Die Argumente für eine Privatisierung von Wasser sind im Wesentlichen die folgenden: Die Regierungen hätten durch Inkompetenz oder Korruption versagt, adäquat Trinkwasser zur Verfügung zu stellen. Weiter wird argumentiert, dass Wettbewerb zu höherer Qualität und langfristig zu niedrigeren Kosten führe.

Diese Annahmen sind aber zu hinterfragen. Die Postulierung, dass Wettbewerb ein Element der Privatisierung sei und zu Verbesserungen hinsichtlich der Wasserqualität führe, hat sich in Lateinamerika als falsch erwiesen. Hier hat das privatwirtschaftliche Monopol dazu geführt, dass die Preise hoch, die Güte des Wassers aber meist niedrig ist.

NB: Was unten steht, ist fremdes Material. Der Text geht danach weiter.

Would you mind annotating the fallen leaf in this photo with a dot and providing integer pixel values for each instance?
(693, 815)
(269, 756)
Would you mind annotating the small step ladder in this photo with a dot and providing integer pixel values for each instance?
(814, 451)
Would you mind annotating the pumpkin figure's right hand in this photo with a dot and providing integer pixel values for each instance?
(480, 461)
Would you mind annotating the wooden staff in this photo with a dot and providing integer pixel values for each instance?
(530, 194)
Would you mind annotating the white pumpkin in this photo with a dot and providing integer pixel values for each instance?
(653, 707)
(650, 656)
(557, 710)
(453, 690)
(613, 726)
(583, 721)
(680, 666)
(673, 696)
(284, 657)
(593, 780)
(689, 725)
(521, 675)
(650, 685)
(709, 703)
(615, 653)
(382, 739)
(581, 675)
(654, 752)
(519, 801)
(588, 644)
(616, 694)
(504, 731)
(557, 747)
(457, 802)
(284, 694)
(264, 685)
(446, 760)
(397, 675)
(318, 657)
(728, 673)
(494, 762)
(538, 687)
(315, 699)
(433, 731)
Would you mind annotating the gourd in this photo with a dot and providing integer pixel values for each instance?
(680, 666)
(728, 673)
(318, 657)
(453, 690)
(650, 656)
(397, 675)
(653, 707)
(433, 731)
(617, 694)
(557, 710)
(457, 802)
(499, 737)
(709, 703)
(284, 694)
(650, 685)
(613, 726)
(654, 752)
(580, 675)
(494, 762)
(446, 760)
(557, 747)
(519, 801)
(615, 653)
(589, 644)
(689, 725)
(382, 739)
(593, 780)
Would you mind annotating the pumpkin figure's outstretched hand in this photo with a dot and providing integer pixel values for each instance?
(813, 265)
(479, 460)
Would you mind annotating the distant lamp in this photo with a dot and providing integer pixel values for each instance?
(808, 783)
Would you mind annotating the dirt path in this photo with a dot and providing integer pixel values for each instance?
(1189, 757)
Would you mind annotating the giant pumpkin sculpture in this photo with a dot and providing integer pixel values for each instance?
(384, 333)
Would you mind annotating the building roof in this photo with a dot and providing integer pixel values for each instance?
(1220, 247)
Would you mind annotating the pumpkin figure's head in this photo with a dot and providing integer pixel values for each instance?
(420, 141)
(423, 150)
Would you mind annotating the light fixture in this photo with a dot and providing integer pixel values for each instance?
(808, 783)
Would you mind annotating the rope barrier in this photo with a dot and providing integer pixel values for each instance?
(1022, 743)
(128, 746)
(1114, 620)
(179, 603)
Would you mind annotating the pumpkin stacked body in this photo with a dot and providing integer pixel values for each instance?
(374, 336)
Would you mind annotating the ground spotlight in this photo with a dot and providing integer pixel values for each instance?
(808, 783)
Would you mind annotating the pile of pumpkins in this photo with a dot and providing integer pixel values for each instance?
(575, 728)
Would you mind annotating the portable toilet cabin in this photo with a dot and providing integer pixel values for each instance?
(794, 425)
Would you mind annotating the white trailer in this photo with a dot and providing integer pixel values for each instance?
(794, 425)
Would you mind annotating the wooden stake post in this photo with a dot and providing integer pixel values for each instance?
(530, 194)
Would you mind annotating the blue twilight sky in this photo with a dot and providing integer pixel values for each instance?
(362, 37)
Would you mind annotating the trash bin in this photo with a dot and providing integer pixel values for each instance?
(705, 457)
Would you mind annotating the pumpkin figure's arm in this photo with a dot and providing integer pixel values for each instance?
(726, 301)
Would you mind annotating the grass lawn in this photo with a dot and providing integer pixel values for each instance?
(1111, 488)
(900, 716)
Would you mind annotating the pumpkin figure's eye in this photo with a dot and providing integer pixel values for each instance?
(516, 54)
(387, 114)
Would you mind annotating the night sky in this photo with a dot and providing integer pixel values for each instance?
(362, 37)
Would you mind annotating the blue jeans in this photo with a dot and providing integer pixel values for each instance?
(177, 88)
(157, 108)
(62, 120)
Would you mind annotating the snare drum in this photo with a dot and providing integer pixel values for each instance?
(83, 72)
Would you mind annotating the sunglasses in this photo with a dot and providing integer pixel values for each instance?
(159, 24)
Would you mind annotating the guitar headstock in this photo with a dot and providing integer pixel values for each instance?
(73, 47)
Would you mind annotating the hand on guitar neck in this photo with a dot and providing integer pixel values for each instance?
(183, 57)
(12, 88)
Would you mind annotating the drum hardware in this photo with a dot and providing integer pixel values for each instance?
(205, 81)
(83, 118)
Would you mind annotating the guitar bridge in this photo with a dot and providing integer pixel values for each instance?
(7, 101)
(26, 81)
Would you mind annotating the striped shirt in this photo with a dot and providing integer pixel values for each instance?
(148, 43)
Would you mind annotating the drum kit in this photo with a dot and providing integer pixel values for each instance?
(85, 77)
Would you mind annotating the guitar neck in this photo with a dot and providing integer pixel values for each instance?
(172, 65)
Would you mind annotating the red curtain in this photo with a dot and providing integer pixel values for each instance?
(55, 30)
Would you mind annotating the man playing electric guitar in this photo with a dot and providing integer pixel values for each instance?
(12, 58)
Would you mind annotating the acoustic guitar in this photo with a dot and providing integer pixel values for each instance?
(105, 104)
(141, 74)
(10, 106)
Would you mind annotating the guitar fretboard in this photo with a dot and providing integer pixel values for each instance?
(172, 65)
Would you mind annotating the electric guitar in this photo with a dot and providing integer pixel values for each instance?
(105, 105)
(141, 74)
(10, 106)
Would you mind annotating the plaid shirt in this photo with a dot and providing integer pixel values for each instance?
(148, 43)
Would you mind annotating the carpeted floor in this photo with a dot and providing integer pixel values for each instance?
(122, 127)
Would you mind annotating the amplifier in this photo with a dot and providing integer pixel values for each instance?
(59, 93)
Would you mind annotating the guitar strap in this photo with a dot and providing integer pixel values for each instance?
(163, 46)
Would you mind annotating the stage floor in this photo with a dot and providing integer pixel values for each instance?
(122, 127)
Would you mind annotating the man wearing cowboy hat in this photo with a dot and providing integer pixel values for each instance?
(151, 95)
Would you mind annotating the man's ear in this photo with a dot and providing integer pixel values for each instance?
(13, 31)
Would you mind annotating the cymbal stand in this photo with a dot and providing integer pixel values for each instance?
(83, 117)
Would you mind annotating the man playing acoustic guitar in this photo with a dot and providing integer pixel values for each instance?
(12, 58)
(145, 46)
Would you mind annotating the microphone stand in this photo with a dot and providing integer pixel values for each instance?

So wäre es weiser, die Wasserverschwendung durch ein umfangreiches Bildungsprogramm zu bekämpfen, damit die Bewohner für Fragen im Umgang mit Wasser sensibilisiert werden. Eine Möglichkeit der Korruption vorzubeugen, wäre gegeben durch eine transparentere und unter Einschluss der Kommunen stattfindende Regulierung der Wasserversorgung. Die Privatisierungsverfechter erkennen zwar an, dass der Zugang zu Trinkwasser ein menschliches Bedürfnis ist, erachten ihn aber nicht als ein Menschenrecht –, wodurch letztendlich das universelle Recht auf Leben verneint wird.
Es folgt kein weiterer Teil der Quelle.